Song Dynasty
Starting in 960 and ending in 1279, the Song Dynasty which followed the Period of the Five Dynasties and the Ten States and preceded the Yuan Dynasty in China consisted of the Northern Song Dynasty (960-1126) and the Southern Song Dynasty (1127-1279). With a prosperous economy and radiant culture, the Song Dynasty was considered as another period of ´golden age´ after the glorious Tang Dynasty (618 – 907).
The Northern Song was founded by Zhao Kuangyin, a military general in the Latter Zhou Dynasty (951 – 960). In 960, Zhao Kuangyin launched a mutiny in Chenqiao county (in current Henan Province).It was not long before the last king of the Latter Zhou was forced to abdicate. Thus a new dynasty – Song Dynasty was established in Kaifeng. In that period, most part of China´s territory was unified. However, in late Northern Song, the political corruption was serious and the regime began to decline. In 1127, the Northern Song Dynasty was destroyed by the Jin Dynasty (1115 – 1234).

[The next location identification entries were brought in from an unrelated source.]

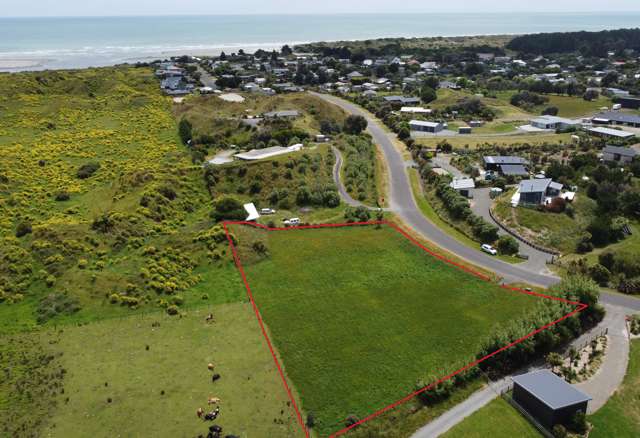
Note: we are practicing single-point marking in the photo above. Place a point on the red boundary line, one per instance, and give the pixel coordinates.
(580, 307)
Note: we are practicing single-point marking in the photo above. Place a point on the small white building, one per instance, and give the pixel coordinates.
(261, 154)
(463, 186)
(415, 110)
(423, 126)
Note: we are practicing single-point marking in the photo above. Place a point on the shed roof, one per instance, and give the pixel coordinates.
(618, 116)
(508, 159)
(513, 169)
(550, 389)
(625, 152)
(423, 123)
(463, 184)
(612, 132)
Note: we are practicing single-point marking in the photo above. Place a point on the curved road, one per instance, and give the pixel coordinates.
(402, 203)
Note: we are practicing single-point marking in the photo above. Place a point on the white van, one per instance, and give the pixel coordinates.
(292, 221)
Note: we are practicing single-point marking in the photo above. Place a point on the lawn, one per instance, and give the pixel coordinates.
(498, 419)
(360, 314)
(620, 416)
(153, 368)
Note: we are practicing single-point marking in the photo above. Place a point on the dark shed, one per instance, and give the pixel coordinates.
(548, 398)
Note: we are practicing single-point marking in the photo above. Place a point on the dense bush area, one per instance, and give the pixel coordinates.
(573, 288)
(359, 168)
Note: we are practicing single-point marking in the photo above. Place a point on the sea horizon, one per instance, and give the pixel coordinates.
(91, 41)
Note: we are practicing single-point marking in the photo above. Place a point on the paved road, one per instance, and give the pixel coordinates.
(537, 262)
(403, 204)
(600, 387)
(614, 366)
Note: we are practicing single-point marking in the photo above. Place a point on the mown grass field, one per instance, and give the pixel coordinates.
(620, 416)
(147, 375)
(498, 419)
(360, 315)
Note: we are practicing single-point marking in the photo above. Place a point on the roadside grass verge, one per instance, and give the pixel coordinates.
(360, 314)
(474, 141)
(153, 369)
(498, 419)
(620, 416)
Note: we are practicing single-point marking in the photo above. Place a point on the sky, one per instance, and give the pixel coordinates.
(26, 8)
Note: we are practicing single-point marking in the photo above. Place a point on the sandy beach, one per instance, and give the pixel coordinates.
(17, 64)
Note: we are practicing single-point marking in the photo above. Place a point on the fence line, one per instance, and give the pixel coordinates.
(522, 239)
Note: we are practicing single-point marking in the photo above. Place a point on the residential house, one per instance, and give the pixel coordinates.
(617, 154)
(422, 126)
(554, 122)
(536, 191)
(463, 186)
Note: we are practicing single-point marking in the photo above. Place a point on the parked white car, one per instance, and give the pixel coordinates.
(292, 221)
(489, 249)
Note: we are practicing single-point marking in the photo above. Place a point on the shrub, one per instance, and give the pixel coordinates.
(55, 304)
(600, 274)
(23, 229)
(311, 420)
(508, 245)
(358, 214)
(557, 205)
(355, 125)
(228, 208)
(62, 196)
(185, 130)
(559, 431)
(87, 170)
(579, 423)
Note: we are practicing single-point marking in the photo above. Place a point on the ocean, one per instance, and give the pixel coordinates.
(53, 43)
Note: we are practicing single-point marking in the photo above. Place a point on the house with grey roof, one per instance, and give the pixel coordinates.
(549, 399)
(536, 191)
(506, 165)
(554, 122)
(423, 126)
(618, 154)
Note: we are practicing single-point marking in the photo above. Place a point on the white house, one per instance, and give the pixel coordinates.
(422, 126)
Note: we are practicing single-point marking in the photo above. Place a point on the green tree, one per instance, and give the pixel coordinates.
(185, 130)
(228, 208)
(508, 245)
(428, 94)
(355, 125)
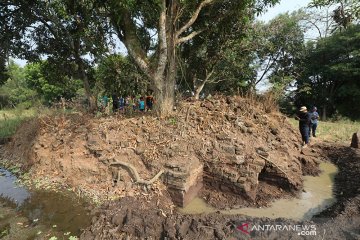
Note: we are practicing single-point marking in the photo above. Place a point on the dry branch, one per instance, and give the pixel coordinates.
(135, 173)
(275, 165)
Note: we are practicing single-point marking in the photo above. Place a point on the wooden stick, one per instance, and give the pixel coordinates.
(135, 173)
(268, 160)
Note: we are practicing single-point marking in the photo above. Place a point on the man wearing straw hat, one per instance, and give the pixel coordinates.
(304, 125)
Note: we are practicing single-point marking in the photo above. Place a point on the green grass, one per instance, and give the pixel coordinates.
(10, 120)
(340, 131)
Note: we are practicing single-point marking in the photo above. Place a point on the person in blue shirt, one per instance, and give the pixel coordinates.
(304, 124)
(314, 116)
(142, 104)
(121, 103)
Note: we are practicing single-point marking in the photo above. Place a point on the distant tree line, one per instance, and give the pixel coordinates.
(173, 47)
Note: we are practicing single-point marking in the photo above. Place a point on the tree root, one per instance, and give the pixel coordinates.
(133, 170)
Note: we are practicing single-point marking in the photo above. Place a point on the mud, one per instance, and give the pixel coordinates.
(129, 217)
(316, 196)
(250, 157)
(245, 151)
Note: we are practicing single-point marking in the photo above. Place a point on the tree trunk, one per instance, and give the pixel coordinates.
(165, 86)
(82, 73)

The Southern Song Dynasty was set up by Zhao Gou, son of the last emperor of Northern Song. After Jin defeated the Northern Song, many imperial clansmen were captured by Jin´s army. Fortunately, Zhao Gou had a luck escape. In 1127, he fled to Nanjing Yingtianfu (in current Shangqiu of Henan Province) and established the Southern Song Dynasty there. Later, the capital city was moved to Lin´an (currently Hangzhou City in Zhejiang Province).The Southern Song´s regime was subject to the Jin Dynasty. Many patriotic generals were killed in the late period. In 1279, the army of the Yuan Dynasty captured Lin´an, putting the Southern Song to an end.
Arts, culture and economy
The founders of the Song dynasty built an effective centralized bureaucracy staffed with civilian scholar-officials. Regional military governors and their supporters were replaced by centrally appointed officials. This system of civilian rule led to a greater concentration of power in the emperor and his palace bureaucracy than had been achieved in the previous dynasties.

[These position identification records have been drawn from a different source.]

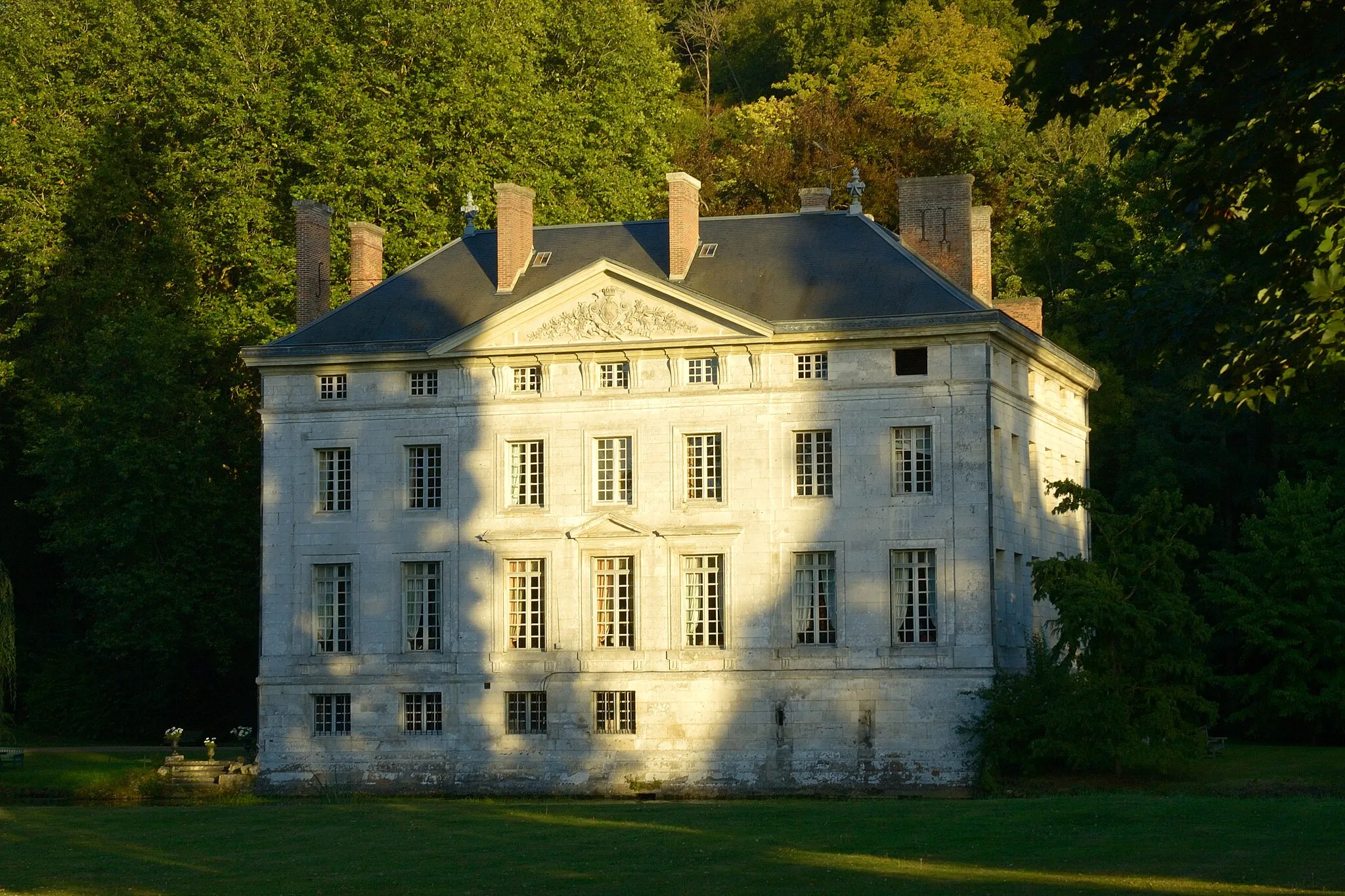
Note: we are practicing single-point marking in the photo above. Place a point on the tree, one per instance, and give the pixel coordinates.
(1278, 608)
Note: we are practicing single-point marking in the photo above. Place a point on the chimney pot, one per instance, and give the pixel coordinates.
(684, 222)
(313, 259)
(814, 199)
(513, 234)
(366, 257)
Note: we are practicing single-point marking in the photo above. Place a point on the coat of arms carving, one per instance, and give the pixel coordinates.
(608, 316)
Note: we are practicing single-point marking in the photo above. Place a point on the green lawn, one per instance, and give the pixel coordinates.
(1093, 844)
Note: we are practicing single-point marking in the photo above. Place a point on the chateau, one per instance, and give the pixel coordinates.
(690, 505)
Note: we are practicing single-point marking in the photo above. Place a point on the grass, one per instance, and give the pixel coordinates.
(1093, 844)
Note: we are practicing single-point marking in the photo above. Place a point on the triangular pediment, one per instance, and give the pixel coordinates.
(608, 527)
(611, 305)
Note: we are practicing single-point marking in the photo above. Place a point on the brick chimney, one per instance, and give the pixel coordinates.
(684, 222)
(513, 234)
(313, 261)
(366, 257)
(814, 199)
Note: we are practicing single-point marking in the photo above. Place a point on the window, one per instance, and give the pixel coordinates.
(526, 605)
(704, 582)
(527, 379)
(424, 476)
(525, 712)
(331, 606)
(813, 463)
(613, 375)
(525, 473)
(704, 472)
(613, 471)
(423, 714)
(914, 471)
(914, 601)
(814, 597)
(423, 586)
(813, 367)
(912, 362)
(331, 714)
(613, 602)
(703, 371)
(334, 480)
(331, 387)
(424, 382)
(613, 712)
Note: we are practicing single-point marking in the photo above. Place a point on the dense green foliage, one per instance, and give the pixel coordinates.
(1119, 685)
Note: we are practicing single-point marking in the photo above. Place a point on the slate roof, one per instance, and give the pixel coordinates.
(779, 268)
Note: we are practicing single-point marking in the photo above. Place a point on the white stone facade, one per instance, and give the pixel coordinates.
(763, 712)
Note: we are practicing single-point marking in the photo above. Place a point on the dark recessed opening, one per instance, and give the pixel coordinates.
(912, 362)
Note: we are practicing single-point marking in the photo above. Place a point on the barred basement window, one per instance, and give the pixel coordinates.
(816, 597)
(527, 379)
(914, 598)
(331, 606)
(526, 473)
(331, 387)
(704, 584)
(525, 712)
(703, 371)
(613, 712)
(613, 375)
(704, 471)
(914, 459)
(424, 382)
(613, 471)
(613, 602)
(423, 586)
(423, 714)
(813, 464)
(526, 605)
(424, 476)
(334, 480)
(331, 714)
(811, 367)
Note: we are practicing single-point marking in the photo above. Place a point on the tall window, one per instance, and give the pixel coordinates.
(334, 479)
(813, 463)
(423, 714)
(331, 606)
(613, 602)
(703, 578)
(331, 387)
(526, 605)
(704, 471)
(613, 375)
(527, 379)
(811, 367)
(613, 471)
(613, 712)
(424, 476)
(423, 584)
(816, 597)
(914, 459)
(424, 382)
(703, 370)
(525, 712)
(914, 603)
(526, 473)
(331, 714)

The Song dynasty is notable for the development of cities not only for administrative purposes but also as centers of trade, industry, and maritime commerce. The landed scholar-officials, sometimes collectively referred to as the gentry, lived in the provincial centers alongside the shopkeepers, artisans, and merchants. A new group of wealthy commoners – the mercantile class – arose as printing and education spread, private trade grew, and a market economy began to link the coastal provinces and the interior. Landholding and government employment were no longer the only means of gaining wealth and prestige.
Culturally, the Song refined many of the developments of the previous centuries. Included in these refinements were not only the Tang ideal of the universal man, who combined the qualities of scholar, poet, painter, and statesman, but also historical writings, painting, calligraphy, and hard-glazed porcelain. Song intellectuals sought answers to all philosophical and political questions in the Confucian Classics. This renewed interest in the Confucian ideals and society of ancient times coincided with the decline of Buddhism, which the Chinese regarded as foreign and offering few practical guidelines for the solution of political and other mundane problems.
The Song Neo-Confucian philosophers, finding a certain purity in the originality of the ancient classical texts, wrote commentaries on them. The most influential of these philosophers was Zhu Xi (1130-1200), whose synthesis of Confucian thought and Buddhist, Taoist, and other ideas became the official imperial ideology from late Song times to the late 19th century. As incorporated into the examination system, Zhu Xi´s philosophy evolved into a rigid official creed, which stressed the one-sided obligations of obedience and compliance of subject to ruler, child to father, wife to husband, and younger brother to elder brother. The effect was to inhibit the societal development of premodern China, resulting both in many generations of political, social, and spiritual stability and in a slowness of cultural and institutional change up to the 19th century. Neo-Confucian doctrines also came to play the dominant role in the intellectual life of Korea, Vietnam, and Japan.